What mass of HNO3 is needed to prepare 400mL of 0.25N solution?
How many equivalents do you want?
That's N x L = ?
Then equivalents = grams/equivalent weight.
The equivalent weight of HNO3 is the same as the molar mass.
To determine the mass of HNO3 needed to prepare a 0.25N solution, we need to follow a specific calculation process. Here's how you can do it:
Step 1: Convert the given volume from milliliters (mL) to liters (L).
Given volume: 400 mL
Converting to liters: 400 mL ÷ 1000 = 0.4 L
Step 2: Define the concentration of the solution in terms of N (normality).
Given concentration: 0.25N
Step 3: The definition of normality (N) states that 1N is equivalent to 1 gram equivalent weight (GEW) of solute per liter of solution.
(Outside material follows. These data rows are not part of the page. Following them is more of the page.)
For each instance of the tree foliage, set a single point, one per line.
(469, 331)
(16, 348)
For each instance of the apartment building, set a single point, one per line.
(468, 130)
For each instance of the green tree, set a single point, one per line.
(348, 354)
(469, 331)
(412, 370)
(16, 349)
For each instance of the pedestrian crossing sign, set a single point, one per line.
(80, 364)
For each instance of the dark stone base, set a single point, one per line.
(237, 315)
So, to determine the mass of HNO3 needed, we need to find the gram equivalent weight of HNO3.
The molecular formula of HNO3 is:
H = 1 atomic mass unit (amu)
N = 14 amu
O = 16 amu
HNO3 has one hydrogen atom, one nitrogen atom, and three oxygen atoms. To calculate the gram molecular weight (GMW) of HNO3, we sum up the atomic masses of the constituent atoms:
GMW = (1 amu × 1) + (14 amu × 1) + (16 amu × 3) = 1 + 14 + 48 = 63 grams
Since HNO3 dissociates into one H+ ion and one NO3- ion, the gram equivalent weight (GEW) is equal to its gram molecular weight (GMW).
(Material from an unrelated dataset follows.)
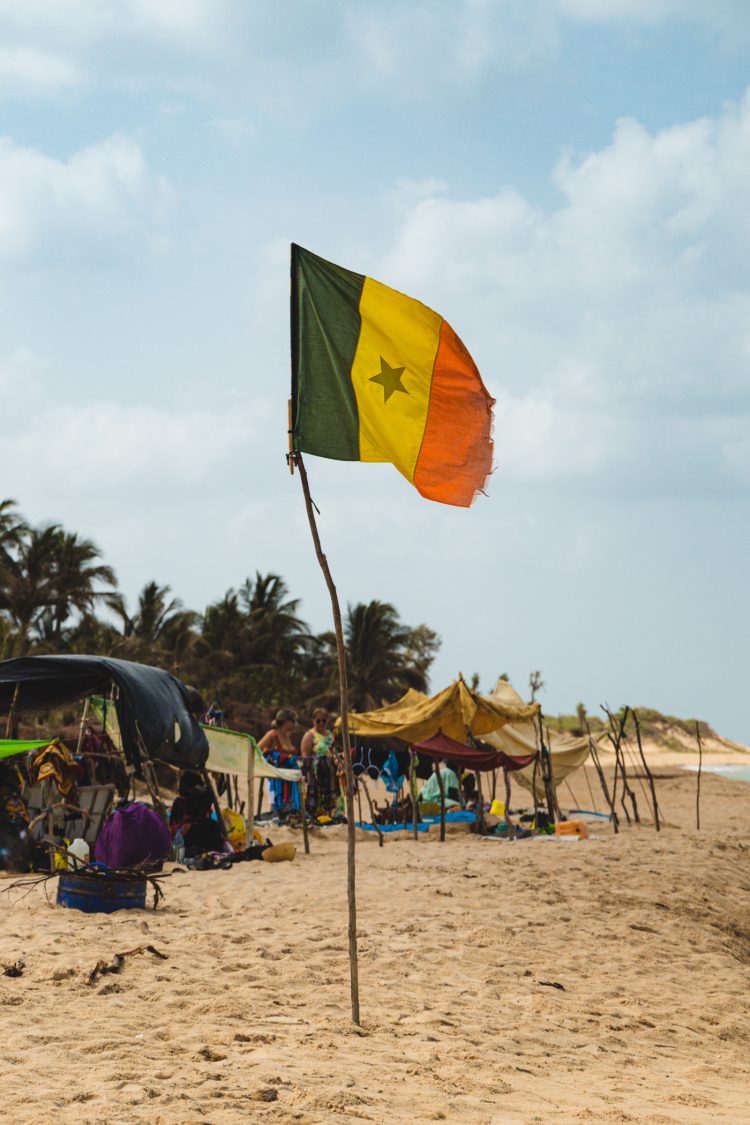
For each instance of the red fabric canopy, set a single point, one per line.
(441, 746)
Step 4: Use the formula, C₁V₁ = C₂V₂, to calculate the mass of HNO3.
C₁ = Concentration of stock solution (N)
V₁ = Volume of stock solution (L)
C₂ = Concentration of desired solution (N)
V₂ = Volume of desired solution (L)
Given:
C₁ = 0.25N (Concentration of stock solution)
V₁ = ?
C₂ = 0.25N (Concentration of desired solution)
V₂ = 0.4 L (Volume of desired solution)
Rearranging the formula, we get:
V₁ = (C₂ × V₂) ÷ C₁
Substituting the given values:
V₁ = (0.25N × 0.4 L) ÷ 0.25N
V₁ = (0.1 L) ÷ (0.25N/1)
V₁ = 0.1 L ÷ 0.25N
Since 1N = 1 gram equivalent weight (63 grams in our case):
V₁ = 0.1 L ÷ (0.25 × 63 g/1)
V₁ = 0.1 L ÷ 15.75 g
V₁ ≈ 0.006349 g
Therefore, approximately 0.006349 grams of HNO3 is needed to prepare 400 mL of a 0.25N solution.